Despite the fact that the Guyton Police Department work product has declined substantially over the last year, Chief James Breletic wants more money for the next budget year.
The proposed FY 2024 budget asks city officials to award the police department a whopping $722,000, an increase of more than $60,000 from FY 2023.
Since the arrival of Chief James Breletic, the police department budget has increased $484,148 – or 203.55%. The budget previously hovered at $237,852 per year, but as the new administration has ballooned the city General Fund spending from $1.1 million annually to a projected $1.89 million annually, the police department budget hit $631,700 in FY 2023.
And over the last several years, the amount the city has collected in property taxes has only increased. In 2022, the city collected 11.87% more in property taxes than the year prior and subsequently spent more money.
Among the increases, Breletic has proposed spending more on, among other things, salaries, maintenance, postage, training and travel, weapons, ammunition, and vehicle maintenance.
Breletic also requested a 136% increase in uniform spending, despite having half the number of officers employed at the same time in 2022.
Based on the 2021 Census population of Guyton, the per-citizen spending has surged from $93.02 per person to $282.36 per person.
Is the City Getting What It’s Paying For?
The request for additional funding in the police department comes at a time when police department activity has declined substantially.
Data obtained from the Effingham County 911 center, which compiles monthly calls for service reports based on information reported directly from Guyton PD, shows that:
- people are calling 911 less often to ask for Guyton Police Department services
- the Guyton Police Department is responding to fewer calls
- Calls for service have declined 40% from the same time last year
- In June 2022, GPD reported 821 calls for service.
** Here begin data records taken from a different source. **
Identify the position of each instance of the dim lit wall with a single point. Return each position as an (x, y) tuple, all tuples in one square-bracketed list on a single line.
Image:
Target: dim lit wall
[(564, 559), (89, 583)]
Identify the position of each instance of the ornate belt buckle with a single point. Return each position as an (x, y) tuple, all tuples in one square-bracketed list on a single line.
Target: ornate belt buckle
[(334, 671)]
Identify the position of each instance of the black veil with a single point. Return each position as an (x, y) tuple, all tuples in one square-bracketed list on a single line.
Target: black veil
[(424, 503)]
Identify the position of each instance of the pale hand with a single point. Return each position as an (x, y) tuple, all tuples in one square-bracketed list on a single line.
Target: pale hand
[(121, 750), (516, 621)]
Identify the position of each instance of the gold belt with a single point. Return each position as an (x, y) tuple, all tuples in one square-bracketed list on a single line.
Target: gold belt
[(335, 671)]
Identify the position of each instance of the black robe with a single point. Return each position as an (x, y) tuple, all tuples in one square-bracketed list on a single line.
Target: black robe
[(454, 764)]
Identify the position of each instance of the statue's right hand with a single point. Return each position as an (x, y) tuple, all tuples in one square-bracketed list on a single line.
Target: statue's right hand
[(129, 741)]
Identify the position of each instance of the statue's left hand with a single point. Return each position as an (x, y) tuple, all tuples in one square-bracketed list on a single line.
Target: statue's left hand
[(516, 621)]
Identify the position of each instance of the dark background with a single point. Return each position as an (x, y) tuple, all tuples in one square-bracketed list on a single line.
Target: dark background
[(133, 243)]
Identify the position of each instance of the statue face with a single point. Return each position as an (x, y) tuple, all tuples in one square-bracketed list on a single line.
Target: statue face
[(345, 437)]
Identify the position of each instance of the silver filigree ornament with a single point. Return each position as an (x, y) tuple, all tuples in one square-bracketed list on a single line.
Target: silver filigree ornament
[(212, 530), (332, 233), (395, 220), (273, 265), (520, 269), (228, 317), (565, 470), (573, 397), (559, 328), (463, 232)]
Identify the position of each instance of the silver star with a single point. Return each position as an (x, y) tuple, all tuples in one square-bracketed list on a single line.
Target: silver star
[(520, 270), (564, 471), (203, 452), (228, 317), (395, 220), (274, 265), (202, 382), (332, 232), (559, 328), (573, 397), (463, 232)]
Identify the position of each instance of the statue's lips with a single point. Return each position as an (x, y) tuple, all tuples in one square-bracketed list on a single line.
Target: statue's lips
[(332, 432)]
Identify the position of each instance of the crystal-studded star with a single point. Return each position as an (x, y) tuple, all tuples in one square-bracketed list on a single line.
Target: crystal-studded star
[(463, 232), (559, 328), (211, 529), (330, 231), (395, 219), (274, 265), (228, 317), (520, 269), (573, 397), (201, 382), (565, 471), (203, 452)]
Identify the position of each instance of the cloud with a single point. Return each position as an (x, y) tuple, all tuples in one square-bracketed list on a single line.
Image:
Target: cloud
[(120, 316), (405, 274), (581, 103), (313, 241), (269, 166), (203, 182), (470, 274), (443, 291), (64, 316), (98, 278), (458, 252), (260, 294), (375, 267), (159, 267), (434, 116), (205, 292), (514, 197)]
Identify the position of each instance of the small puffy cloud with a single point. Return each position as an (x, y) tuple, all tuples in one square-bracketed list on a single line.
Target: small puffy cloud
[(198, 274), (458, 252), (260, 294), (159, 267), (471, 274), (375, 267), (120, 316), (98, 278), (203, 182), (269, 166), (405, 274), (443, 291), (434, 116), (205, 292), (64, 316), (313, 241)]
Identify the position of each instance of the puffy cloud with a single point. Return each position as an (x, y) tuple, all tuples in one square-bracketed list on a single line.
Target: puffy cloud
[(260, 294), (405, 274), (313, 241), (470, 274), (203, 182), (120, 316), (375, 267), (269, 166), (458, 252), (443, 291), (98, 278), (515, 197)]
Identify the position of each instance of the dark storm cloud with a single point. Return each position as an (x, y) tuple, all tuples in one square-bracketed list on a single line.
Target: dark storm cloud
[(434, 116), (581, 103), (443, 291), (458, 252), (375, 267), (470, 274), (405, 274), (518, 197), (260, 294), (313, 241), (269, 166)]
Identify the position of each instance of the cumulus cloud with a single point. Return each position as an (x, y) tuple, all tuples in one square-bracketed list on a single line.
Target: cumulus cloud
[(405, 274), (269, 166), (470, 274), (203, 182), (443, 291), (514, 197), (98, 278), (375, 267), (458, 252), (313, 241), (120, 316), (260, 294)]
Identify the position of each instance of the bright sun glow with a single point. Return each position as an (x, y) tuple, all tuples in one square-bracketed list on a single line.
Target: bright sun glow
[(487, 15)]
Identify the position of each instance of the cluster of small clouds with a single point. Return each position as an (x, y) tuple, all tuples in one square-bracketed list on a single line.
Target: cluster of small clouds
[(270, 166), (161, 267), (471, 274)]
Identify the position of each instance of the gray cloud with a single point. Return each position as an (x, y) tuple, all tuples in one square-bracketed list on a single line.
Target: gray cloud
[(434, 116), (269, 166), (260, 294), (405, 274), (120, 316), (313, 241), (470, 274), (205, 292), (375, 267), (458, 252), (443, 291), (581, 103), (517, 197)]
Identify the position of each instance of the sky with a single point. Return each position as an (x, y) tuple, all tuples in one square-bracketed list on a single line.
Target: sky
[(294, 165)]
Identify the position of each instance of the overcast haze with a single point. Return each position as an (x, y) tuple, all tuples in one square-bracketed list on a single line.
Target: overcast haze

In April 2023, that number was down to 200.
- the Guyton Police Department is conducting fewer proactive policing activities, such as traffic stops, direct patrol, and premise checks of businesses
- direct patrol practices have declined nearly 100%.
- In the month of April 2023, only 1 ‘direct patrol’ effort was reported
You can view all Calls for Service reports obtained under the Georgia Open Records Act dating back to February 2022 here.
Guyton PD’s Reputation on Response Time
Guyton PD has been less than reliable when it comes to answering calls from distressed citizens. Though Chief James Breletic asserted for more than a year that the police department was operating a 24/7 agency, in June 2022 a corrections officer was gunned down in his driveway and a Guyton officer was nowhere to be found. Breletic arrived on scene twenty minutes after the 911 call and 14 minutes after he was dispatched to the scene, donning a white shirt and white pants.
Similarly, in December 2022, a home invasion occurred at the home of an elderly woman and she was discovered deceased. No Guyton PD was on call at the time and it took 37 minutes for a Guyton officer to arrive on scene. Five Effingham County Sheriff’s deputies, two Effingham Fire & Rescue trucks, and one EMS unit beat Guyton Police Officers to the scene, with the first ECSO deputy arriving in under five minutes.
Additionally, in late 2022 and early 2023, Chief Breletic left his agency for three weeks.
Those incidents only compounded the public’s distrust of Guyton PD, which has been on a steady decline for over a year for a host of reasons. City officials, both appointed and elected, have blamed the public and the media for the negative publicity surrounding the police department.
Falsifying Stories to Improve Public Perception?
On April 20, 2023, a post about an incident at Guyton Elementary School appeared on the Facebook page Wake Up City of Guyton. The page is run by Mike Gerwig, who serves on city committees thanks to the appointment by Mayor Russ Deen. Since his appointment, Gerwig has become a vocal critic of anyone who speaks out against the police department.
The post from April 19 details a suspicious person incident call received by the police department, in which the school resource officer responded ‘within a minute.’
After obtaining reports from the Effingham County 911 center, it appears no such call was made about a ‘suspicious person,’ despite the fact that other suspicious person events were recorded in the service call log during the month of April.
TGV News reached out to Gerwig about the incident and to obtain more information, but received only an acknowledgement.